Он закрыл инкунабулу, выпала закладка, подняв ее, Лузин в свою очередь огласил набранный петитом текст:
«Пребывание в Санкт-Петербурге должно было бы приравниваться к появившемуся два столетия спустя понятию «год за три плюс северные», применявшемуся к жизни в Заполярье. Что-то происходило со временем на невских берегах. Белые ночи, темные дни, безразмерные сутки. Зима, младшая сестра арктической бессменной. Когда он выбежал за алым плащом в ночь, его ослепила белая мгла метели».
Одна из самых интересных тем бытия — тема взаимоотношений человека с вещами. Странно, что не было такого жанра, скажем, в живописи, — как «человек и предмет» (подобного «художнику и модели»); впрочем, он, конечно, существовал, но словами не названный, тут могли бы мы вспомнить волшебного Вермеера Дельфтского, его «Чтицу», «Географа», «Девушку с жемчужной сережкой». А опушенные планеты персиков серовской «Девушки с персиками»? А веера моделей Ренуара, Гойи, Левицкого, японских мастеров?
Вещи плавают в воздухе, окружая людей. Открой любой шкаф; скелет ли вывалится из него? невыброшенные, оставленные про запас на всякий случай, старые одежки с уксусным запахом бедности, с шорохом бессмертников прошлого? новенькие, с иголочки, так и оставшиеся отчужденными трофеи покупательского угара? в сущности, все они — мелкие скелетики, слепки былого неосуществившегося бытия.
Антикварные вещи наших братьев-близнецов не представлялись им предметами.
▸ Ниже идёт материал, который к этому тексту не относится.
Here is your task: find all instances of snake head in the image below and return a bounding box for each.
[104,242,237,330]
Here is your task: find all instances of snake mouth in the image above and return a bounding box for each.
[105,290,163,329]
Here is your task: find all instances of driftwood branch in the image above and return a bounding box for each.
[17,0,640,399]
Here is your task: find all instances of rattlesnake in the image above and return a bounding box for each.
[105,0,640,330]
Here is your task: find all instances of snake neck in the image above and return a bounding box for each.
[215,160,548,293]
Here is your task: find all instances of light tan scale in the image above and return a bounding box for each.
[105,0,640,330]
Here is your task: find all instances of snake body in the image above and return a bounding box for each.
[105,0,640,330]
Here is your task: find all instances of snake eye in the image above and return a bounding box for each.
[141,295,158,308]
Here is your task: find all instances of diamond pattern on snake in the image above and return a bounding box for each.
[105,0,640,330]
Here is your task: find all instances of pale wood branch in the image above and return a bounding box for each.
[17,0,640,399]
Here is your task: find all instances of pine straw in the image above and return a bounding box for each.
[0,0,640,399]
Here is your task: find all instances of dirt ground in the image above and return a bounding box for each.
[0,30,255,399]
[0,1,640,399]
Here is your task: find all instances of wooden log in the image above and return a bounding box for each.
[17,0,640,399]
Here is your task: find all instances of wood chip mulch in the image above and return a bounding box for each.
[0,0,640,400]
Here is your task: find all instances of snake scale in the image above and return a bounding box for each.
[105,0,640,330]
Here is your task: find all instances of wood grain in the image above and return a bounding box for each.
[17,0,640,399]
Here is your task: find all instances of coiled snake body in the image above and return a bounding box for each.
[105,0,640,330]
То были их дети, их животные, отреставрированное своеручно время с их отпечатками пальцев, их личный театр с неувядаемыми декорациями, разом сад и гербарий; а поскольку все породы древесные встречались в наборной фанеровке или в основной конструкции бюро, кресел, кабинетов, туалетов, каминных ширм, колонн-подставок под скульптуры и вазы, рам и шкафов, — волшебный бор, Бирнамский лес, лес сирени, Спящей Красавицы, вишневый сад, дубрава, березовая роща.
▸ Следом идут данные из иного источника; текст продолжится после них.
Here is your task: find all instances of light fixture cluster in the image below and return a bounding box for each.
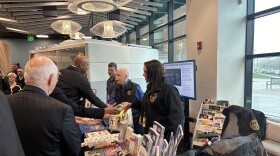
[51,0,132,39]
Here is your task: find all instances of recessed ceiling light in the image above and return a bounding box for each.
[36,35,49,38]
[83,36,92,39]
[6,27,29,34]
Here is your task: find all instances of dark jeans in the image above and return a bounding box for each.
[133,122,144,135]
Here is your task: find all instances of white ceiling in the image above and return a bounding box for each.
[0,0,163,35]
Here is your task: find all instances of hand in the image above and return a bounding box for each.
[123,102,132,111]
[105,103,120,114]
[0,69,5,79]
Они любили ставить стрелки часов, каминных, напольных, настенных, судовых, так, чтобы одни отставали, а другие спешили: чтоб слушать их бой поочередно. А в конце трио (некоторый разнобой вносили часы, некогда починенные заезжим молодым москвичом по фамилии Капица, бившие в половине двенадцатого раз, в двенадцать раз, в полпервого раз, в час раз и раз в полвторого); слушая часовую музыку, близнецы улыбались.
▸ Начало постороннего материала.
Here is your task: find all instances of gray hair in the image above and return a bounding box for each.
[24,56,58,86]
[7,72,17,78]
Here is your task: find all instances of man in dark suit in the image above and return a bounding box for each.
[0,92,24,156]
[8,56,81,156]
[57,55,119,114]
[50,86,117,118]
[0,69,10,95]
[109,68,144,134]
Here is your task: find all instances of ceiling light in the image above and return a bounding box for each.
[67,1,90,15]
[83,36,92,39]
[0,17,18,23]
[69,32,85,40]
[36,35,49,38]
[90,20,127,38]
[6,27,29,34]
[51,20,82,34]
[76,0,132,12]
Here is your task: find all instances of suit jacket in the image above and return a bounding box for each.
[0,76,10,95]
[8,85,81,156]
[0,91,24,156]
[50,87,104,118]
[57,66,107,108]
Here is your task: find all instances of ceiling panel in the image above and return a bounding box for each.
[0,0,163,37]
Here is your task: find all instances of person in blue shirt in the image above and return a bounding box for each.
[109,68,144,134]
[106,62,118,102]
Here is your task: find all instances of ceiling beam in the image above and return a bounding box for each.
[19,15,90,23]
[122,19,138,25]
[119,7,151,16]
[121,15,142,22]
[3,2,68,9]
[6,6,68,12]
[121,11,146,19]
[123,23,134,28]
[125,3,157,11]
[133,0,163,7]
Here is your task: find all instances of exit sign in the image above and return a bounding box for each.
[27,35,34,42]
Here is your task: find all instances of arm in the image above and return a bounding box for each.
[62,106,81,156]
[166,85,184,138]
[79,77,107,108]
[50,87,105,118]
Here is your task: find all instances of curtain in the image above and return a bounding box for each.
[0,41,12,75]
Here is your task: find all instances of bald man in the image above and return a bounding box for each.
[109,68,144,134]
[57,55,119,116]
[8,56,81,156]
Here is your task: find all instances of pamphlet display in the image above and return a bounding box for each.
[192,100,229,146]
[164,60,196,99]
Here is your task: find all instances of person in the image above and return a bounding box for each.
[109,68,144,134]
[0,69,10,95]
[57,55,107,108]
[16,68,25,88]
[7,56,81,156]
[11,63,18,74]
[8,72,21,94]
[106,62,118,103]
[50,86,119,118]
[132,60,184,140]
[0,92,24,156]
Когда каминные часы трио пробили шесть, раздался звонок в дверь, явился второй незваный гость.
— Ты заметил, Иосиф, что он пришел в шесть? — спрашивал потом (не единожды) ведомый близнец ведущего.
— Яков, я заметил!
У них еще теплилась слабая надежда найти в коллекционере из новых собеседника или ученика, но сильно поколебленная первым визитом. Второй визитер развеял эти бредни окончательно.
В некотором смысле он был неполным двойником первого, доппель с поправкой, лимузин его тоже был черен, охранник оставлен на лестнице подпирать дверь, и костюмчик неотразимый по цвету совпадал, темно-синяя униформа дресс-кода; впрочем, вместо галстука носил он немыслимой расцветки шейный платок, не платиновый перстень играл в кастет на его убедительной конкретной руке, но тяжелое кольцо с изумрудом. На голове вошедшего почему-то красовалась феска с кисточкой, хотя никаких следов ни малейшего вероисповедания либо национальной принадлежности не запечатлелось ни в физиономии его, ни в повадках. Может быть, головной убор служил вещдоком мимолетного порыва неясной этиологии или свидетельствовал о посещении винтажных рядов блошиного рынка любой страны.
Быстро, по-хозяйски, обошел он уверенной поступью всю квартиру, начиная с кухни (служившей братьям реставрационной мастерской), закончив антресолями.